2008 Joint Meeting of The Geological Society of America, Soil Science Society of America, American Society of Agronomy, Crop Science Society of America, Gulf Coast Association of Geological Societies with the Gulf Coast Section of SEPM

Paper No. 4
Presentation Time: 2:15 PM

Phanerozoic Reef Crises and the HEATT Model

KIDDER, David L. and WORSLEY, Thomas R., Geological Sciences, Ohio Univ, Athens, OH 45701-2979, kidder@ohio.edu

Many of the factors that potentially stressed reef communities probably intensified simultaneously during a number of reef crisis in the Phanerozoic.

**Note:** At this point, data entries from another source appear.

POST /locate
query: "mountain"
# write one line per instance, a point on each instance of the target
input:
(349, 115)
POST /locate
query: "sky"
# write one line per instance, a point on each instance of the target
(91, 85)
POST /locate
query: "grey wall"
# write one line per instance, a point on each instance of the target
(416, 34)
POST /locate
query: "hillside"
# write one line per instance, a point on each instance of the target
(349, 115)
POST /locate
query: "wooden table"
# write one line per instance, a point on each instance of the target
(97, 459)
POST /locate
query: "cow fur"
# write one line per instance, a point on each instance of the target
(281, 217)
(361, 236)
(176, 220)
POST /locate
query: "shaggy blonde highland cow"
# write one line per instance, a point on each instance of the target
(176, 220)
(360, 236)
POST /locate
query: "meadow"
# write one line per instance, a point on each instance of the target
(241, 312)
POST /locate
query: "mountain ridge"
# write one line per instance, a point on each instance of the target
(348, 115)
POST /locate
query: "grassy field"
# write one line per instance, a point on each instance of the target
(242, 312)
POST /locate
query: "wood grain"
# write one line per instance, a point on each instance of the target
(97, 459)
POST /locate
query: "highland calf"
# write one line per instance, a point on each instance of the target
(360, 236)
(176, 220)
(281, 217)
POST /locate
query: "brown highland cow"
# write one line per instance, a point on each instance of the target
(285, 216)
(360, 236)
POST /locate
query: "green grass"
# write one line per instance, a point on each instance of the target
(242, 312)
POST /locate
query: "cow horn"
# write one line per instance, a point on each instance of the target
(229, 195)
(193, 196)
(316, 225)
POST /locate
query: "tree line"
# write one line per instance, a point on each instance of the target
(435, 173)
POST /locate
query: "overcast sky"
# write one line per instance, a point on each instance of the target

Warming, acidification, anoxia, nutrient crises, hypercapnia, and flooding are all aspects of the HEATT (haline expansion anoxic thermal transgression) model.

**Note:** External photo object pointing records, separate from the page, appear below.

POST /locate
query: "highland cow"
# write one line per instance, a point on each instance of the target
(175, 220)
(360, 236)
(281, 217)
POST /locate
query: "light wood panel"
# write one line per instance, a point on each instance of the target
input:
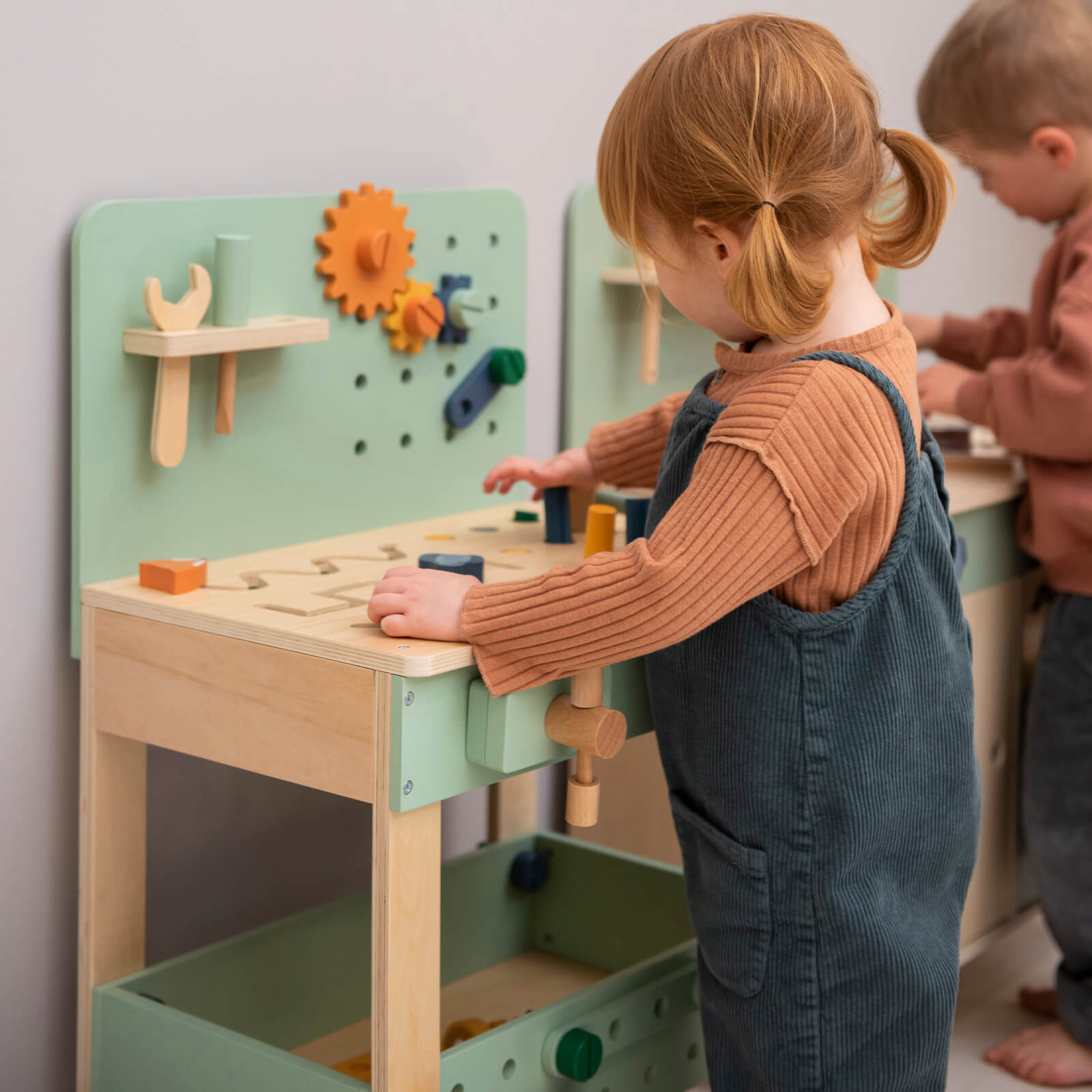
(113, 852)
(405, 931)
(289, 598)
(273, 332)
(278, 713)
(502, 992)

In the model, HEATT events occur when global conditions favor a shift from sinking polar brines generated by freezing to sinking mid-latitude brines caused by evaporation. Sinking warm brines deliver oxygen-poor water to the deep ocean. This transformation can shift the planet from a greenhouse state to a hothouse state. Triggers such as large igneous provinces may be critical to pushing global climate to the point at which the deep ocean warms enough to rapidly expand thermally. Such transgressions will be a few tens of meters at most. The falloff in wind speed that occurs during a heat will dramatically reduce erosion of desert dust, leading to widespread iron limitation in many parts of the world ocean.

HEATT events can be geologically rapid. In addition to intense warmth, carbon dioxide triggers ocean acidification, carbonate dissolution and a calcification crisis. Hypercapnia may accompany these events. The transgression will deliver euxinic and nutrient-poor waters to shallow-water settings. We are presently testing this model against extinction horizons in general as well as to reef extinctions and crises.

HEATT events associated with reef extinctions and crises include: 1) the Kellwasser and Hangenberg horizons in the Devonian, 2) the end-Permian, 3) the end-Triassic, 4) the Toarcian, 5) the Albian, and 6) the Cenomanian-Turonian. Some HEATT components have been previously suggested as reef crisis instigators in the Cretaceous (e.g. Johnson et al., 1996). Many of the HEATT model effects are intensifying in our modern global warming experiment.